Is writing fantasy that hard nowadays?
I think the problem is that fantasy has gotten synonymous with "elves and magic and shit" in the popular mind. When at its core, fantasy is just taking the normal and tweaking it. I took a course years ago on "genre fiction" (read: fantasy/horror/sci-fi) with a fantastic prof who's a prolific author, including some stuff in the Lovecraft mythos.
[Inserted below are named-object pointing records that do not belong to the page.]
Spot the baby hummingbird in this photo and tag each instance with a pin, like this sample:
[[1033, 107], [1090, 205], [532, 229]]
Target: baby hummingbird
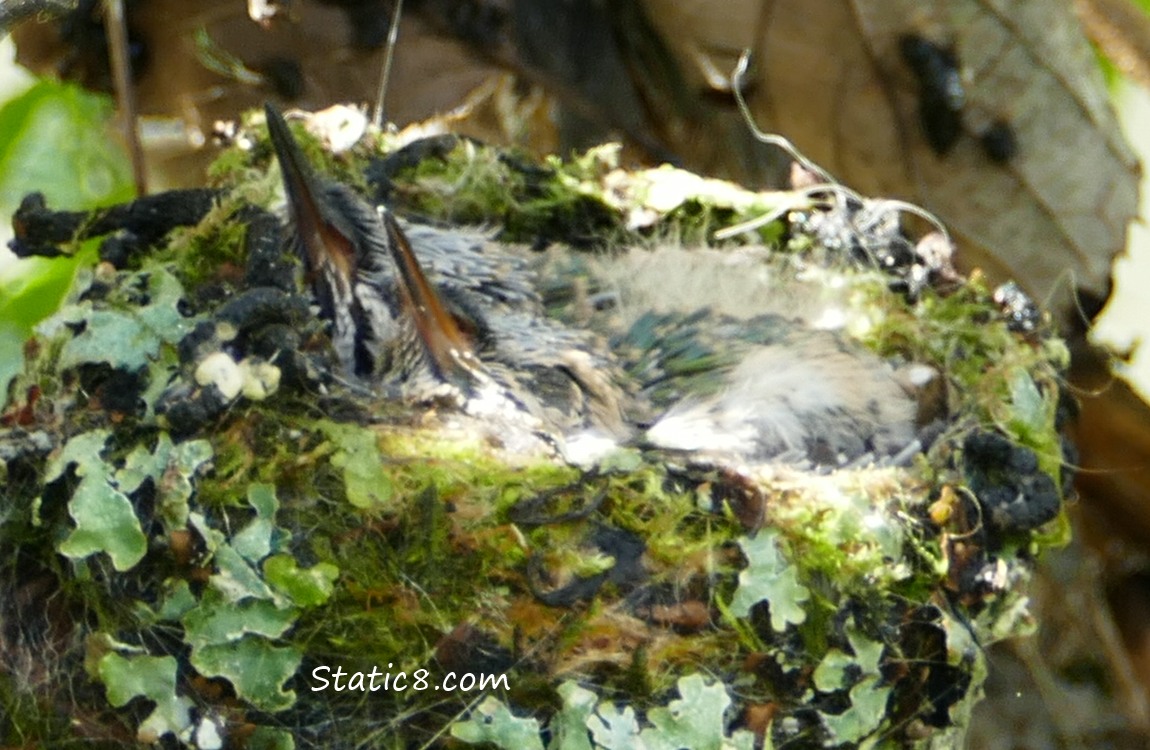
[[434, 315]]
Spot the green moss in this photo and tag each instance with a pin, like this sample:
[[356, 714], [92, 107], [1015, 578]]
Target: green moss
[[362, 542]]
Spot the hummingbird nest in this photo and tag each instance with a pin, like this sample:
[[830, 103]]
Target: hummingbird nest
[[227, 530]]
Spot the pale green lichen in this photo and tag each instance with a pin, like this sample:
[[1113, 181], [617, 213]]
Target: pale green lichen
[[314, 537]]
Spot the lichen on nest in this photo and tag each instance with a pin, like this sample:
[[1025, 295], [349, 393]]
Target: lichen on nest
[[228, 532]]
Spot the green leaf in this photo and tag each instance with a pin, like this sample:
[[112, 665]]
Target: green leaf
[[105, 518], [868, 698], [127, 339], [696, 720], [152, 678], [54, 138], [769, 578], [306, 588], [236, 579], [614, 727], [254, 541], [1028, 413], [216, 621], [491, 721], [171, 468], [569, 727], [255, 668], [358, 454]]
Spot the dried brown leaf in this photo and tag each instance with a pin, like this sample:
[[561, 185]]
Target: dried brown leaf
[[1052, 215]]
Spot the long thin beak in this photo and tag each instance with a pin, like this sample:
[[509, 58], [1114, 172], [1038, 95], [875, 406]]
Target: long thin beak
[[322, 243], [444, 342], [329, 252]]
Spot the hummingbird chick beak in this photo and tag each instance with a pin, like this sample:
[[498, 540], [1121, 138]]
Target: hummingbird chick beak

As he put it (paraphrasing here): Fantasy is simply an irruption of the abnormal into the normal. If that change is wondrous, it's fantasy. If it's negative, it's horror. So fantasy doesn't have to be set in these complex, imaginary worlds. In fact it's often more effective if it has a connection to Earth somehow, because it's more relateable. Couple of decades ago, the trend was to write fantasy which drew heavily from a particular cultural mythology: Celtic fantasy, Germanic fantasy, Slavic fantasy, etc. Some good examples are C.J. Cherryh's
Rusalka trilogy, Lloyd Alexander's
Black Cauldron series, and Susan Cooper's
The Dark is Rising (which incidentally, is an example of fiction aimed at a young audience that kicks ass nonetheless).
Even Tolkien's work wasn't totally divorced from the real world: Middle-Earth was supposed to be a sort of prehistory of *our* world. We live in the Fourth Age.
The problem is that Tolkien really should be the exception rather than the rule. Dude put in *decades* of work building up Middle Earth before those books ever came out. And he still didn't flesh in most of the world, just the northwestern portion of it. But you have a lot of authors who want to create a splash and build their own worlds with a Big Foozle and a plucky young hero who rises from humble origins to defeat it, with the help of his motley crew of companions from all over said world. And do so on a timeline dictated by the publisher. It's like trying to recreate the Sistine Chapel with a paint-by-number set, in one day.
My advice? Find a mythological tale that fascinates you and retell it in an original way. Originality doesn't have to be in the subject matter, but rather in how you tell it and what aspects you focus on. Good example is Marion Zimmer Bradley's
Mists of Avalon, which does the whole Arthurian legend thing, but from the POV of the female characters, particularly Morgan Le Fay and Guinevere, and looks at the conflict between paganism and Christianity. Stephen Lawhead's
Pendragon Cycle dealt with the exact same subject matter--the Arthurian legend--but looked more at the various cultures (Roman, Pictish, Celtic, and Saxon) that were intertwined in Britain during the period.